Herr Lorberg, der studentische Wettbewerb Solar Decathlon Europe findet in zwei Jahren in Wuppertal statt. Wie war das möglich?

Das Ganze fing so an, dass sich die Projektidee „Solar Decathlon goes Urban“ der Uni Wuppertal, des Wuppertal Instituts, Utopiastadt und weiteren Partnern bei einem Wettbewerb des Bundesministeriums für Wirtschaft und Energie durchsetzte, der entschied, welche Stadt aus Deutschland sich für die Ausrichtung des Solar Decathlons 2021 bewerben soll. Anschließend hat das weiterentwickelte Konzept es tatsächlich geschafft, sich im internationalen „Call for Cities“ gegen die Bewerberstädte aus anderen Ländern zu behaupten. Somit stand fest, dass der Solar Decathlon zum ersten Mal nach Deutschland, und zwar nach Wuppertal, kommt.

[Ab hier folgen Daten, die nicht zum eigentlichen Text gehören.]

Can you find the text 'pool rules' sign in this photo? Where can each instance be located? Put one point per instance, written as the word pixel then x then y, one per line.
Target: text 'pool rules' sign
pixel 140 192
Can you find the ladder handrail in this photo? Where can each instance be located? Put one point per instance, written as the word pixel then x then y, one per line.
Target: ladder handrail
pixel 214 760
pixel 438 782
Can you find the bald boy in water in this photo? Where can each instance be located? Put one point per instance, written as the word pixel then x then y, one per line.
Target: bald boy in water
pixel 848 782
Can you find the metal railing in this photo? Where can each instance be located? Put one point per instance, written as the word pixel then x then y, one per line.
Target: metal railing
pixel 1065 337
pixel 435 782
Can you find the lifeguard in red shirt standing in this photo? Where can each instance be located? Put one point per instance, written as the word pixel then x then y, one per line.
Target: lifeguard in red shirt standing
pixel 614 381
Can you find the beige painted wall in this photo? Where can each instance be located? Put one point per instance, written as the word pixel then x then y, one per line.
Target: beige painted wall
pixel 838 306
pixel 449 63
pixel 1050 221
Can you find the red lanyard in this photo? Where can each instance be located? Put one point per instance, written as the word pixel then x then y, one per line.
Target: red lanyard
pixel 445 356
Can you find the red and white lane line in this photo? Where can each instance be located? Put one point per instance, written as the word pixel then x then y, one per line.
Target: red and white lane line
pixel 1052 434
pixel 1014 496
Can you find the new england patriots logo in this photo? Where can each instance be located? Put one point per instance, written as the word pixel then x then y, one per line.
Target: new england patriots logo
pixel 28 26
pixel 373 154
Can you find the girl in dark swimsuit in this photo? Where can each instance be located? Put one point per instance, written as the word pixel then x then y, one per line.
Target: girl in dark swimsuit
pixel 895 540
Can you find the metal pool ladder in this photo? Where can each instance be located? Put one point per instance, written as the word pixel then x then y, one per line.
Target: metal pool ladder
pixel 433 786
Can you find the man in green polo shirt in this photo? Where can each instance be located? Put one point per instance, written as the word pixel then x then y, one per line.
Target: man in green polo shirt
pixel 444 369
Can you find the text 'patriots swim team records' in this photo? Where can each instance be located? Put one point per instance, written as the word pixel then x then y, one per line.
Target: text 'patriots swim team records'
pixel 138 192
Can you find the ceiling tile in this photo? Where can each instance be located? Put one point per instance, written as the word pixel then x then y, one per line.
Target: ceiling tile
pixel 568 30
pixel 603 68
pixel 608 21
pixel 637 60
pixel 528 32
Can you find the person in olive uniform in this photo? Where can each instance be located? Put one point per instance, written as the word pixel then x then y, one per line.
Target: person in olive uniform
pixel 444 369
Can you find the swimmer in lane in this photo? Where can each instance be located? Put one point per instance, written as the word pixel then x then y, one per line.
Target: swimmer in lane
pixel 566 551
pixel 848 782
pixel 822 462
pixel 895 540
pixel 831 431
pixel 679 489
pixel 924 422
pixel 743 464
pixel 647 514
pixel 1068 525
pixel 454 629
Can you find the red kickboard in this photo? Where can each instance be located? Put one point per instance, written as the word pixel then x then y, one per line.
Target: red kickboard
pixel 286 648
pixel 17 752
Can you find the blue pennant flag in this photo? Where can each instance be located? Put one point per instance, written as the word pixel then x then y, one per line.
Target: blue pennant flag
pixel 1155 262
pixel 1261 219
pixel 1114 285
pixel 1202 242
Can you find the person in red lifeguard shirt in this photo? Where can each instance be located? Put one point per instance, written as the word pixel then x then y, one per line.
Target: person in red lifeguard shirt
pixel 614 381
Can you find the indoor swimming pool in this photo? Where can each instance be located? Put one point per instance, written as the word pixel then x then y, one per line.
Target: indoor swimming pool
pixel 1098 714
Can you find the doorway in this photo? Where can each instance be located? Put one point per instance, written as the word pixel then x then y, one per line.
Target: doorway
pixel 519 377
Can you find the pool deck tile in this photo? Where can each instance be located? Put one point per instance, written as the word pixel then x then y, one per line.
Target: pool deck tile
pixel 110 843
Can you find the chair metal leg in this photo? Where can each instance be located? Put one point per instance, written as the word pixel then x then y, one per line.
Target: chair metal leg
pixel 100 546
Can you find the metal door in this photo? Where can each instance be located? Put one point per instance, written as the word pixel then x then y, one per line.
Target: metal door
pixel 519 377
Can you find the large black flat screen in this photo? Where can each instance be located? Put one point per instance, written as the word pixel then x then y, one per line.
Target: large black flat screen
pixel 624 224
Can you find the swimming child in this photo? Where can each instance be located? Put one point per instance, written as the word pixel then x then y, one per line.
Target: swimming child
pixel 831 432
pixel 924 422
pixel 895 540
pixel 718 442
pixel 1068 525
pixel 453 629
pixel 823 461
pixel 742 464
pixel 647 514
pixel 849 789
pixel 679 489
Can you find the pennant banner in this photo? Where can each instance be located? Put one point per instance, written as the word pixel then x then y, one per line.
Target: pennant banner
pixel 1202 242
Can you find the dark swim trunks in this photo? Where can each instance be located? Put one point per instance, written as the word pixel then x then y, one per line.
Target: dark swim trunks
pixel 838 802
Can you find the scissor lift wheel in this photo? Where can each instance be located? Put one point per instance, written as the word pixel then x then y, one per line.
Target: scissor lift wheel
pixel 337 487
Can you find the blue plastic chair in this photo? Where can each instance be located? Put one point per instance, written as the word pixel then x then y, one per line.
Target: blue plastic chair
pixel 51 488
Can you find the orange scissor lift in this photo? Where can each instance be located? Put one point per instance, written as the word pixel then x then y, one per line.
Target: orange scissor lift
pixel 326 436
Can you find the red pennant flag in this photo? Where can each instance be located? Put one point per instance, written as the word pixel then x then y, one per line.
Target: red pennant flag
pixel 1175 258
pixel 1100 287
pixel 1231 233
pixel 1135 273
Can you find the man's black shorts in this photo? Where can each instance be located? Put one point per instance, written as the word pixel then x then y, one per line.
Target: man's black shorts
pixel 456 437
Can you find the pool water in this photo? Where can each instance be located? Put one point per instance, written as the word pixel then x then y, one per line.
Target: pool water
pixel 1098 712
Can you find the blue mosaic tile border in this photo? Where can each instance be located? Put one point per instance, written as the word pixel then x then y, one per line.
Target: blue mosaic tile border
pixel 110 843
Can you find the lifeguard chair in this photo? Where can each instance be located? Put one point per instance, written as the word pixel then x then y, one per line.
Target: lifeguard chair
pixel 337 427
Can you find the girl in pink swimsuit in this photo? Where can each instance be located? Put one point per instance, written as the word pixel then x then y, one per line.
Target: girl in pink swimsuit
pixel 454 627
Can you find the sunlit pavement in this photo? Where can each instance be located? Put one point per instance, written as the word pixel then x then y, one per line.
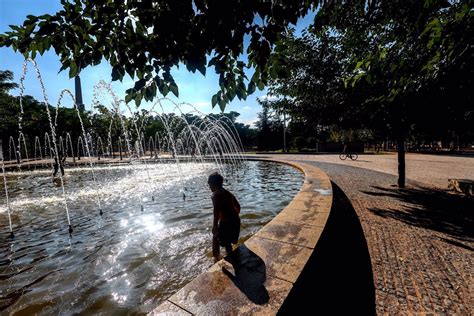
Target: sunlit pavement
pixel 420 239
pixel 434 170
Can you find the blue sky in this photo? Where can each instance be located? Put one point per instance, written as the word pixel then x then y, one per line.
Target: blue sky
pixel 193 88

Was erwartet uns dann 2021?

Hier findet das Endevent des Wettbewerbs statt. Knapp 500 internationale Studierende werden im September für 14 Tage nach Wuppertal kommen und 18 kleine, aber voll funktionsfähige Häuser bauen, die Demonstratoren modernster Architektur, Technik und urbaner Wohnkonzepte darstellen. Zusätzlich rechnen wir mit bis zu 200.000 Besuchern. Das werden auf jeden Fall tolle zwei Wochen Festival und ein internationales Get-Together.

Wo werden die Häuser entstehen und wie groß werden sie sein?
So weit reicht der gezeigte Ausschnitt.